First and foremost: I’m sorry. I don’t want to bury the lede here.
But let me back up for people who don’t know what I’m talking about..
A few days ago on Twitter, I posted these two things in quick succession:
(The above was 100% true. But then in a minute, I followed up with:)
I got an avalanche of very angry messages immediately after that, saying that the term “tranny” is a super-offensive term to trans people. And that I was a [many expletives].
Let me admit it upfront: I had no idea. I thought the term was a shorthand for more accepted terms — maybe not the most reverent, but certainly not all that offensive. I assumed it became offensive only in context, when used with malicious and even violent intent — when clearly meant to hurt and belittle. In those two tweets above, the first seemed like an amusing bit of reportage of what my kid actually said. In my mind, the second one was mostly a slam on Michael Bay. But the more I look at the second one, the more I see how it’s not that simple.
I was surprised by the reaction. Some of the stuff coming my way was nasty, but hey, it’s the Internet. The much more important point is: I did a bad job responding. I apologize. Even though I stand by my general analysis about the dilemma of offensiveness in comedy in “part one,” well… man, a lot of that was disingenuous in its details. I conveniently conflated this incident with a much more minor one on Twitter a few days before (an incident which I might follow up about sometime soon, but really, the comparison was not appropriate, like apples-and-aircraft carriers). Also, my analysis was shot through with snottiness that I wince at, reading now. That little bunny seems like a real jerk now.
I was puzzled and angry when I wrote it. (I’m not, anymore.) I’m leaving it up there as an honest record, but I wish I’d taken a few deep breaths first. Maybe a few days’ worth of deep breaths.
Now I have. And I took this seriously enough to ask some trusted friends about this — friends whose values I admire, whose sense of humanity is pretty unerring, and who I knew would be dead honest with me. They were, damn it. My heartfelt thanks to them and everyone else who gave me a gentle lesson in what the hell was going on here.
I also did a lot of research, not only about the nomenclature but about the science (my old friend!) of it all, and about the appalling level of violence against trans people. I understand a LOT more than I did a week ago. Still a relative noob, but much, much more informed than a few days back.
I won’t use the word again.
It can be challenging for people in comedy and art to find better ways to do what we do, and avoid hurting people who don’t deserve to be hurt. But that’s my problem to solve, not anyone else’s.
I want to make people laugh, and occasionally think, and maybe — wow! — both at once. I want to have fun doing it.
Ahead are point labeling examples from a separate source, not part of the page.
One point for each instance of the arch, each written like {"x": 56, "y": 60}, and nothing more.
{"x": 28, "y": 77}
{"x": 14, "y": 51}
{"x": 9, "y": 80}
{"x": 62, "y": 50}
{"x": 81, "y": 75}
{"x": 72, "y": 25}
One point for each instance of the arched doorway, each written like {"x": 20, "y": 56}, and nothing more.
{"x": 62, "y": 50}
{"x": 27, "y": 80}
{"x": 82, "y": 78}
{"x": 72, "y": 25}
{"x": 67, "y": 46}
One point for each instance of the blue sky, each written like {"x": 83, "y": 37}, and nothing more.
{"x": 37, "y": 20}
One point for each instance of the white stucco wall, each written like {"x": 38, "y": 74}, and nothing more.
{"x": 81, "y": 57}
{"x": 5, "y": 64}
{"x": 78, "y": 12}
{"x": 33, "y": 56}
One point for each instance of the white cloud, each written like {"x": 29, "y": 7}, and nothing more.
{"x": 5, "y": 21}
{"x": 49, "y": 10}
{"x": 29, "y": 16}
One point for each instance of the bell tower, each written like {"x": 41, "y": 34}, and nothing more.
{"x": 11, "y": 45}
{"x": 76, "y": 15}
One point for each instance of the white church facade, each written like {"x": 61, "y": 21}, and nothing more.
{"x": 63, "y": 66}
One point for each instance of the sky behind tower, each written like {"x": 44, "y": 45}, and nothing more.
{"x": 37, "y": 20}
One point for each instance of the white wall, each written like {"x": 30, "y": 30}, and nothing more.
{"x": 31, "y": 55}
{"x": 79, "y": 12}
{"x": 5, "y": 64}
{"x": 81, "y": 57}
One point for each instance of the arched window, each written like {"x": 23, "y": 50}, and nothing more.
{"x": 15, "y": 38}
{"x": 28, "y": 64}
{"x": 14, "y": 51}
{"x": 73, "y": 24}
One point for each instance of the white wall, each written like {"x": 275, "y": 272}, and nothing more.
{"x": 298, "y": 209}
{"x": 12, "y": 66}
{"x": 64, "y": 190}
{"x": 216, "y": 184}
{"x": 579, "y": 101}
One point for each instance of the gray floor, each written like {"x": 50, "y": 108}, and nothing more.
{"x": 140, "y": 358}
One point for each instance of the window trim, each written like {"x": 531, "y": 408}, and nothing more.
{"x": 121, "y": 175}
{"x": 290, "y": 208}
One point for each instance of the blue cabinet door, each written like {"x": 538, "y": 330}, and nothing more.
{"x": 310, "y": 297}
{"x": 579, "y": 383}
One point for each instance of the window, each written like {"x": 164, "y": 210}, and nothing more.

It may always mean being irreverent, skeptical, absurd, even indulging quite a bit of cynicism and sarcasm. But I never want to depend on continually kicking people who are already down to do what I do. I’d rather find another line of work entirely. (Bowling alley attendant comes to mind, since that might have been my last honest job before getting all artsy-fartsy and comedyish.)
I want to stand on the side of humanity. I want to be humane, even when being a goddamned wise-ass. There’s no tried and true path through this, but it’s really worth trying to find it. I want to make people laugh, not feel shitty about life. ”Leave the world a better place than you found it.” A twisty task for someone in comedy, but others have shown that its not impossible.
I’m not sure why I had no idea that term was so red-alert powerful. The best answers I can muster: it might be generational, and that people 20 years younger than me are much more aware. Maybe this is like watching MY parents face gay and lesbian issues, or my grandparents fumble their way through racial stuff, saying awful things all the while. (Though I should say that some of the other feedback I got on my two tweets, from people significantly younger than me, makes me wonder about that.)
An equally likely answer is that I really don’t know any trans people — no close friends, no family members that I know of. The one and only trans person who I knew well was someone at a regular AA meeting I used to attend. We are both there to recover from addiction, and [no name: anonymous, y’know*] was an inspiration: she’d been physically abused by family for years, was pulling herself out of drug and alcohol addiction, and was doing it with an amazing amount of dignity and cheer, considering what she’d been through. She was a person vital to helping ME recover. We no longer live in the same city, and so have lost touch… But the thought of causing her further pain in life breaks my heart.
In apology, and to honor my friend, I am donating $100.00 to the Anti-Violence Project in New York, where I grew up.
Thank you for your time.
[* Re AA: in case people outside the program don’t know, “anonymous” only means you don’t betray the anonymity of others. You’re allowed to say whatever the hell you want about yourself! Maybe the subject of a future post for me, but first a whole bunch of my normal goofy junk. Thanks.]